History

United States
- Name: USS Cusabo
- Builder: Charleston Shipbuilding & Dry Dock Co.
- Laid down: 16 September 1944
- Launched: 26 February 1945
- Commissioned: 19 May 1945
- Decommissioned: 3 December 1946
- Stricken: 1 July 1963
- Fate: Transferred to Ecuador, stricken 1999

General characteristics
- Class & type: Achomawi class fleet ocean tug
- Displacement: 1,205 long tons (1,224 t) light; 1,646 long tons (1,672 t) full;
- Length: 205 ft (62 m)
- Beam: 38 ft 6 in (11.73 m)
- Draft: 15 ft 4 in (4.67 m)
- Propulsion: Diesel-electric; 4 × General Motors 12-278A diesel main engines driving 4 × General Electric generators and 3 × General Motors 3-268A auxiliary services engines, single screw;
- Speed: 16 knots (18 mph; 30 km/h)
- Complement: 8 officers, 68 enlisted men
- Armament: 1 × 3"/50 caliber gun; 2 × 40 mm guns; 2 × 20 mm guns;

= USS Cusabo =

Tugboat of the United States Navy

USS Cusabo (ATF-155) was an Achomawi class fleet ocean tug built for the United States Navy during World War II. She was the only U.S. Naval vessel to bear the name.

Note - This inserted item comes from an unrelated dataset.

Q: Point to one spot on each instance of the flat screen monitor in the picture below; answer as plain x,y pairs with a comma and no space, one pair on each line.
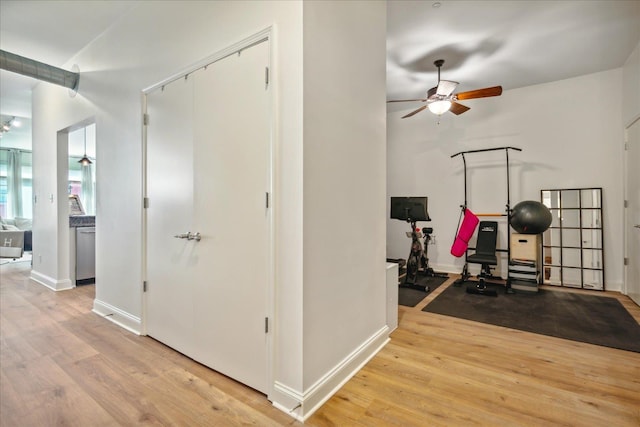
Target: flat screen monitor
409,208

Cusabo was laid down 16 September 1945 by the Charleston Shipbuilding and Dry Dock Company of Charleston, South Carolina; launched on 26 February 1945; sponsored by Mrs. T.C. Reed; and commissioned at Charleston Navy Yard on 19 May 1945.

==Service history==
Departing Charleston 30 May 1945, Cusabo sailed to Norfolk, Virginia for training in Chesapeake Bay until 25 June when she departed for Newport, Rhode Island. Picking up tows there and at Portsmouth, New Hampshire, she departed Newport on 4 July for San Diego, California arriving 27 August. She was underway again on 5 September, sailing to Pearl Harbor, Eniwetok, Guam, and San Pedro Bay, Leyte on towing duty, returning to Guam with IX-149 in tow. Cusabo remained in the Far East on towing and salvage duty at Guam, Saipan, Iwo Jima, and Eniwetok until 10 March 1946 when she proceeded to Bremerton, Washington for pre-inactivation availability and overhaul, arriving 11 May. She was placed out of commission, in reserve, in the Columbia River on 3 December 1946.

In 1962, Cusabo was removed from the Columbia River Reserve Fleet and loaned to the government of Ecuador, where she was returned to service as BAE Los Rios (RA-01). Later renamed BAE Cayambe, the ship was permanently transferred (cash sale) to Ecuador under the Security Assistance Program on 1 August 1978. The vessel continued to serve in the Ecuadorian Navy until decommissioned in 1999. The final disposition of the ship is not known.